Similarity Search

Similarity Search encompasses all tasks related with retrieving relevant data (documents, samples, observations, etc) given a query.

Suppose a user is asking how to use ShapeletsVecDB, and we encode this request in a 4-dimensional vector:

$$\begin{align*} \text{Natural Language:} & \,\, \text{how to use Shapelets in Python?} \\ \text{Text vector:} & \,\, \left[\text{how},\, \text{to},\, \text{use},\, \text{Shapelets},\, \text{in},\, \text{Pyton},\, \text{?}\right] \\ \text{Encoded Query:} & \,\, \left[22,\, 34,\, 1,\, 0\right] \end{align*}$$

Further assume that we have stored 3 vectors of documentation files in our ShapeletsVecDB instance:

$$\begin{align*} \text{Shapelets Engine:} & \,\, \left[1,\, 11,\, -56,\, 20\right] \\ \text{ShapeletsVecDB Python:} & \,\, \left[20,\, 29,\, 3,\, -2\right] \\ \text{Shapelets Data Apps:} & \,\, \left[120,\, 33,\, -17,\, 25\right] \end{align*}$$

We'd like to retrieve ShapeletsVecDB Python (the second vector) since it is the one more closely related with the initial request.
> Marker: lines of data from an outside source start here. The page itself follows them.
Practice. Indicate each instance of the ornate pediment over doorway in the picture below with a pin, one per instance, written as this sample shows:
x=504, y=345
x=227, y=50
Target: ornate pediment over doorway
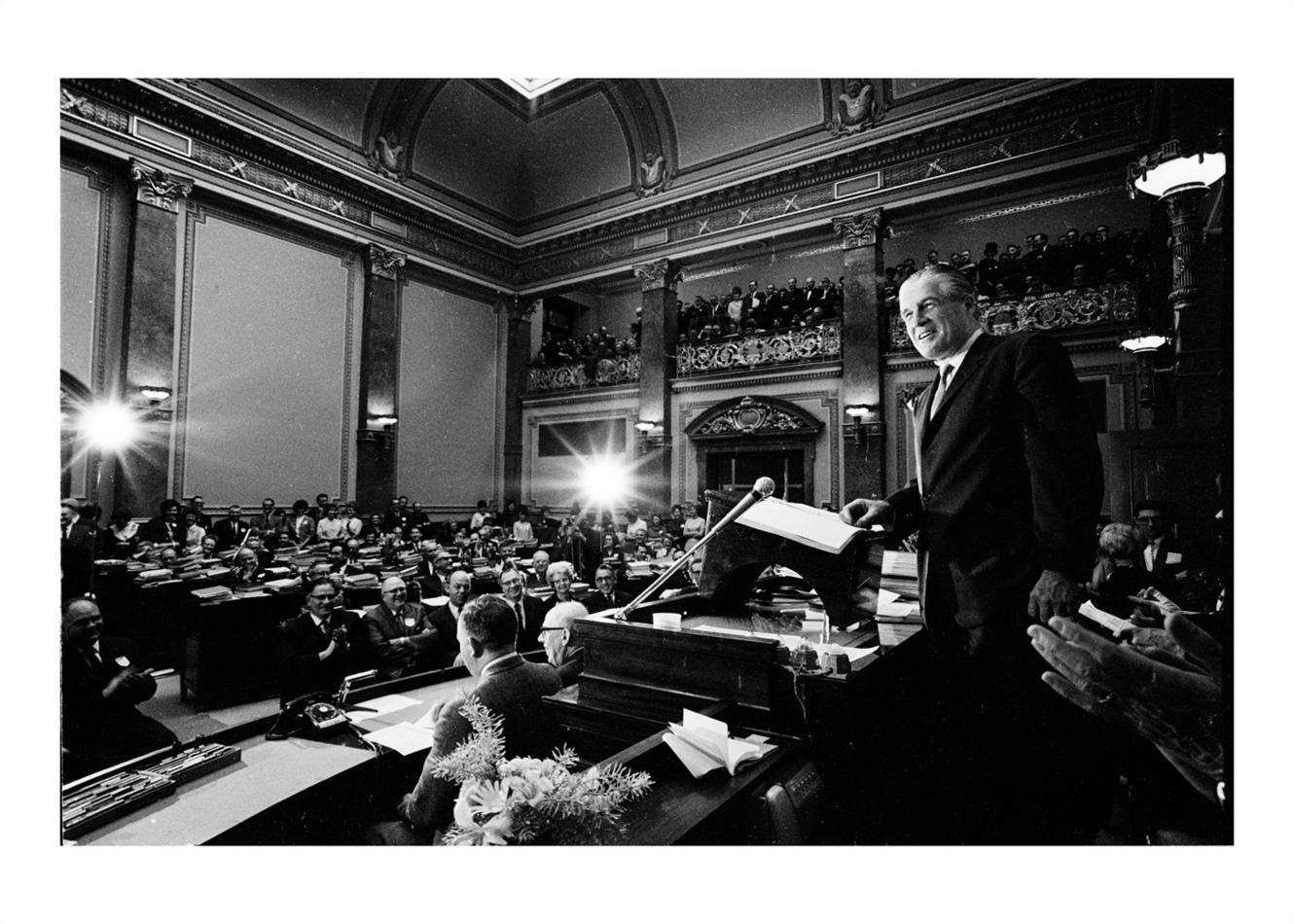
x=753, y=415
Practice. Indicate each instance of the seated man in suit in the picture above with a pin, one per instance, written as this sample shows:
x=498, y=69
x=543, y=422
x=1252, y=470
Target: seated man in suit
x=299, y=527
x=231, y=531
x=529, y=611
x=509, y=686
x=538, y=571
x=321, y=646
x=557, y=635
x=607, y=597
x=164, y=528
x=405, y=637
x=101, y=682
x=77, y=552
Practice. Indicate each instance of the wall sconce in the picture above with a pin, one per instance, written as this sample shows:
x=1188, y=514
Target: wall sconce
x=380, y=429
x=646, y=442
x=1144, y=345
x=154, y=395
x=865, y=421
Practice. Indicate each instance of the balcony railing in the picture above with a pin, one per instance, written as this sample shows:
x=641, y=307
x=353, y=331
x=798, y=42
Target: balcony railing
x=612, y=371
x=1112, y=303
x=777, y=347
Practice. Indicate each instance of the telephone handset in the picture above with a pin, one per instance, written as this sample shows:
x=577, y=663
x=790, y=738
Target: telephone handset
x=314, y=708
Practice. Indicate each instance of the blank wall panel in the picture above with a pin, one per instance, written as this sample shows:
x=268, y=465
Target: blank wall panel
x=78, y=263
x=267, y=395
x=448, y=386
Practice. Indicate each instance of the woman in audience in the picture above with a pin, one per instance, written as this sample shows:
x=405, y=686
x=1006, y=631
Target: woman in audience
x=121, y=539
x=193, y=533
x=694, y=527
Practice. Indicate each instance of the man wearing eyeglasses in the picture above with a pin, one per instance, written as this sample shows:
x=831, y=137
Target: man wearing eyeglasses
x=529, y=611
x=404, y=635
x=321, y=646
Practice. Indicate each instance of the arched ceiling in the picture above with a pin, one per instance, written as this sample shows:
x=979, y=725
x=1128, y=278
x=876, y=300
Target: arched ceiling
x=522, y=165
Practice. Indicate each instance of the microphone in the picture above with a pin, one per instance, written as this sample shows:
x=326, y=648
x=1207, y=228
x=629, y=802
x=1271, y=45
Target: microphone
x=763, y=488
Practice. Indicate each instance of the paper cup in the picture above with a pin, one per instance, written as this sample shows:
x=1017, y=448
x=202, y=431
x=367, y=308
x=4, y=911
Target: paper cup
x=666, y=620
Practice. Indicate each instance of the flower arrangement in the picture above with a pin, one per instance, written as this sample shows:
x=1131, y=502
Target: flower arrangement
x=525, y=799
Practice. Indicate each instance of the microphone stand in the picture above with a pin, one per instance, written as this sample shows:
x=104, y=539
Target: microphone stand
x=687, y=555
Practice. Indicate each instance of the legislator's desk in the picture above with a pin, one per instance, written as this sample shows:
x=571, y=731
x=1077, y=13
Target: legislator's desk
x=231, y=647
x=293, y=791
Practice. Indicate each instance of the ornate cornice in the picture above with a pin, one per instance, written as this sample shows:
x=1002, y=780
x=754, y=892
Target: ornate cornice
x=1069, y=117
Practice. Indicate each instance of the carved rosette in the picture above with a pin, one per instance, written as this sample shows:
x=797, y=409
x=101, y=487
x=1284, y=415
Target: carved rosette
x=751, y=415
x=861, y=231
x=384, y=263
x=160, y=188
x=659, y=274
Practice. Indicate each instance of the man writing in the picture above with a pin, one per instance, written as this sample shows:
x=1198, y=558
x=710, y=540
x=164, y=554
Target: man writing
x=509, y=686
x=1008, y=484
x=101, y=682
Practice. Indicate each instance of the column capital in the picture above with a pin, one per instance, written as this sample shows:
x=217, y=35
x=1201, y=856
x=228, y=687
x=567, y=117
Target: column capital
x=384, y=263
x=659, y=274
x=158, y=187
x=861, y=230
x=517, y=307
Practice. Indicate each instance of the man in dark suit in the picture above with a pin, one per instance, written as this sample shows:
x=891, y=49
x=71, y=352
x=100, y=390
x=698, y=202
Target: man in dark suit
x=528, y=610
x=321, y=646
x=509, y=686
x=77, y=551
x=101, y=682
x=606, y=597
x=1008, y=484
x=407, y=637
x=231, y=531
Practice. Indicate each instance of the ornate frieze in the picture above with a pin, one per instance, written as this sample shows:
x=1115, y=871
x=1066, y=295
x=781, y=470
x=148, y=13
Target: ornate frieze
x=158, y=187
x=761, y=349
x=608, y=372
x=384, y=263
x=1113, y=303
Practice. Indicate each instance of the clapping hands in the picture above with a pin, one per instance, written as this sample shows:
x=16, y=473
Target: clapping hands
x=1169, y=701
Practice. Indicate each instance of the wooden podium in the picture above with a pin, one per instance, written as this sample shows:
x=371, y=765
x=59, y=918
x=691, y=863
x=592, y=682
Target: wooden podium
x=847, y=583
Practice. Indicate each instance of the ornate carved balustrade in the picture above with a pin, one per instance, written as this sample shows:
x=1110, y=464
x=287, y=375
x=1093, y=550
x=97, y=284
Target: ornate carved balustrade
x=776, y=347
x=614, y=371
x=1112, y=303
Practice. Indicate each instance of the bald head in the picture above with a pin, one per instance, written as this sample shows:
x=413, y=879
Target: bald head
x=459, y=587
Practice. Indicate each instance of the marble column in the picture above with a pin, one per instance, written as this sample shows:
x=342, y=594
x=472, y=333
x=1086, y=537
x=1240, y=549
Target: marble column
x=659, y=365
x=149, y=334
x=377, y=441
x=861, y=332
x=517, y=353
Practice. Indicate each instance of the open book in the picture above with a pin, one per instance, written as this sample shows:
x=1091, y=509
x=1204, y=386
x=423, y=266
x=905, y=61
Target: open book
x=801, y=523
x=702, y=744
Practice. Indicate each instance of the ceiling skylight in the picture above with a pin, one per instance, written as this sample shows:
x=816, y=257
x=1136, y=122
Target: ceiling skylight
x=532, y=89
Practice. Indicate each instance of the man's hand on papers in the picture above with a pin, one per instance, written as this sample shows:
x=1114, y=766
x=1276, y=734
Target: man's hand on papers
x=865, y=513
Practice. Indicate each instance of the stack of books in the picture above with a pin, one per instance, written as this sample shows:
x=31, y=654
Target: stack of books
x=898, y=613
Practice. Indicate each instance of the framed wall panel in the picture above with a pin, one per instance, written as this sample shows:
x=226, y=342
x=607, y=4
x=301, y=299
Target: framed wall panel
x=266, y=341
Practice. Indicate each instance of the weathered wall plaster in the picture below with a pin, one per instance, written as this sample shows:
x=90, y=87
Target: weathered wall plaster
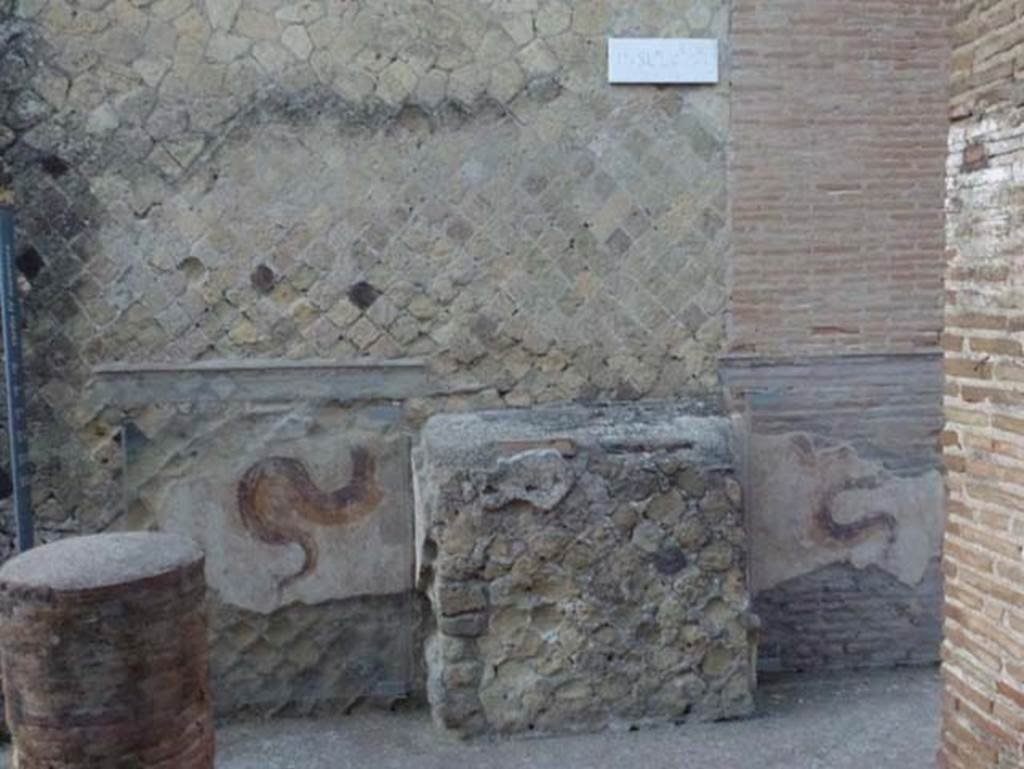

We can quantify how close two given vectors are with Statistical Distances. One of the most popular ones is the Euclidean Distance:

$$d(\textbf{x}, \textbf{y}) = \sqrt{\sum_{i=1}^n \left(x_i - y_i\right)^2}$$

Thus, we get:

$$\begin{align*} d\left(\text{Encoded Query, Shapelets Engine}\right) &= 67.97 \\ d\left(\text{Encoded Query, ShapeletsVecDB Python}\right) &= 6.08 \\ d\left(\text{Encoded Query, Shapelets Data Apps}\right) &= 102.74 \end{align*}$$

The minimum distance is 6, correspoding to the ShapeletsVecDB Python document, which means it is the closest vector to the query.

We would use this to either feed an LLM with relevant context or for any other retrieval task.